Technical information
- Licensing authority: FCC
- Facility ID: 38450
- Class: C
- ERP: 25,000 watts
- HAAT: 1,120 meters (3,670 ft)
- Translator: HD2: 98.9 K255CT (Henderson)

Links
- Public license information: Public file; LMS;
- Webcast: Listen live HD2: Listen live
- Website: point97.com HD2: hanklv.com

= KXPT =

KXPT (97.1 FM) is a commercial radio station located in Las Vegas, Nevada. The station is owned by Lotus Communications and it airs a classic rock music format branded as "97.1 The Point."

KXPT's studios and offices are in the unincorporated community of Spring Valley in Clark County and its transmitter is on Potosi Mountain southwest of the Las Vegas Valley.

==History==
=== KORK-FM (1961–1983)===
On November 29, 1961, the station first signed on as KORK-FM. At first it simulcast its AM counterpart, KORK (1340 AM). But by the 1970s, under Donrey Media, it had switched to a beautiful music format, playing mostly instrumental versions of popular songs. At the time, it could only be heard in and around Las Vegas, broadcasting from a tower only 195 feet in height above average terrain. But by the early 1980s, it got a boost in power to 50,000 watts and an increase in antenna height to 1,950 feet.

=== Top 40 (1983–1993) ===
In 1983, the station changed its call letters to KEER. A year later in 1984, it switched formats to Top 40 as KYRK "Y-97." In the late 1980s, the slogan changed to "POWER 97". Some of the KYRK DJs included Pat Garret, Anthony Miles, Shaun St John, "Wild Child" Johnny West, Don "Action" Jackson, Harmon and Holiday, Dr. Jerry Thomas, Greg Spin, James and The J Man. The station was known for the "Tookie-Tookie Bird" which was the cue to call in and win prizes. The bird appeared at local events, and was mocked on an episode of Cheap Seats which featured the mascot appearing at a 1986 International Roller Derby event televised by ESPN at the Showboat Hotel & Casino.

=== Adult alternative (1993–1997) ===
In 1993, Lotus Broadcasting purchased the station and switched call letters to KXPT "The Point". For the first four and a half years, The Point aired an adult album alternative (AAA) format, playing new artists who went onto big careers, including Sheryl Crow, the Dave Matthews Band, Blues Traveler, Jewel and others. Original Point DJs included Chris Foxx, Mike Fox, Rob Landry and JD, Byrd (now with WDRV Chicago), Lark Williams, Dusty Street, Randy Morrison and Mike O'Brian (now at rival 96.3 KKLZ).

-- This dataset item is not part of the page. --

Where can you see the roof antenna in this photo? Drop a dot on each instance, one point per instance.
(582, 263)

=== Classic hits (1997–2005) ===
In 1997 the station shifted to a Classic Hits format, keeping "The Point" name.

=== Classic rock (2005–present) ===
In 2005, it moved to a Classic Rock format. In 2007 KXPT became the only classic rock station in the Las Vegas Metro as KKLZ changed to a classic hits format.

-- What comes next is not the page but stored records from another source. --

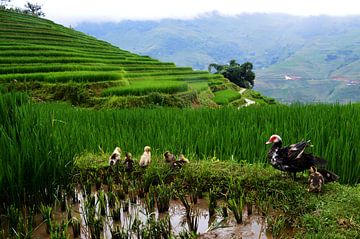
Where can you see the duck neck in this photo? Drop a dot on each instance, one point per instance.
(277, 145)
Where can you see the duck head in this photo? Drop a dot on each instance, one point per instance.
(147, 149)
(274, 139)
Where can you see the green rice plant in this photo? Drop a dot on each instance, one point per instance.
(116, 213)
(73, 76)
(236, 207)
(144, 87)
(59, 230)
(112, 199)
(224, 97)
(150, 198)
(235, 198)
(119, 233)
(213, 192)
(46, 212)
(132, 195)
(102, 202)
(75, 224)
(163, 196)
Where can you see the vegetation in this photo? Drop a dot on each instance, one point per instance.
(241, 75)
(52, 62)
(60, 132)
(318, 57)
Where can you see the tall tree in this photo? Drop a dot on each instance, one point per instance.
(241, 75)
(34, 9)
(4, 3)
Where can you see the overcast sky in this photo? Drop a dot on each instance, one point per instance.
(71, 12)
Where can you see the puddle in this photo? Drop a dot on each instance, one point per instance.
(253, 226)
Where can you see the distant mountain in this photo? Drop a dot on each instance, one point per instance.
(296, 58)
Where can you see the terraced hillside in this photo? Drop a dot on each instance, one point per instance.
(53, 62)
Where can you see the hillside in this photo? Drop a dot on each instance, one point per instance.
(53, 62)
(321, 52)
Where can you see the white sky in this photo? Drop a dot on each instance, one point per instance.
(71, 12)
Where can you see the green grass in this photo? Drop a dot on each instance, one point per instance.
(144, 87)
(40, 51)
(53, 77)
(224, 97)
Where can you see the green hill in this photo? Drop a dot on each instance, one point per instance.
(321, 51)
(53, 62)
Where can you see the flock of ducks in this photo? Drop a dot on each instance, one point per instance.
(145, 159)
(291, 159)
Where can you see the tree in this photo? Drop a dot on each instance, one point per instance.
(241, 75)
(4, 3)
(33, 9)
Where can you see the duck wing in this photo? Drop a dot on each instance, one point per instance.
(295, 151)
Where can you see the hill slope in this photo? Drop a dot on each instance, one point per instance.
(57, 63)
(321, 52)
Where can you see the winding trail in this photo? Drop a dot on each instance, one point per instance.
(248, 101)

Current DJs on the station include "Foxx & Mackenzie" (Chris Foxx and Steph Mackenzie), Lark Williams (formerly of KOMP), and Lorrin Bond. KXPT is unusual for a classic rock station, in that all of its weekday shows are either hosted or co-hosted by women. Mike Culotta, formerly of KOMP, was a DJ on the station until his death in December 2010 (though he didn't appear on the air in the months prior to his passing).

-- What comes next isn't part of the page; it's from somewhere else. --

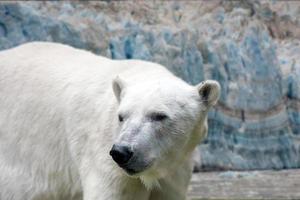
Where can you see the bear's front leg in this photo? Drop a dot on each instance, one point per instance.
(111, 184)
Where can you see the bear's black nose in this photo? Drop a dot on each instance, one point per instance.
(121, 154)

The signal was once rebroadcast on a translator at 99.3 MHz in Henderson with the call sign K257BU; this translator then moved to 98.9 MHz and now broadcasts the sports radio format of 1340 KKGK.

==HD Radio==
On March 17, 2025, KXPT launched a classic country format on its HD2 subchannel, branded as "98.9 Hank FM", simulcast on translator K255CT 98.9 FM Henderson.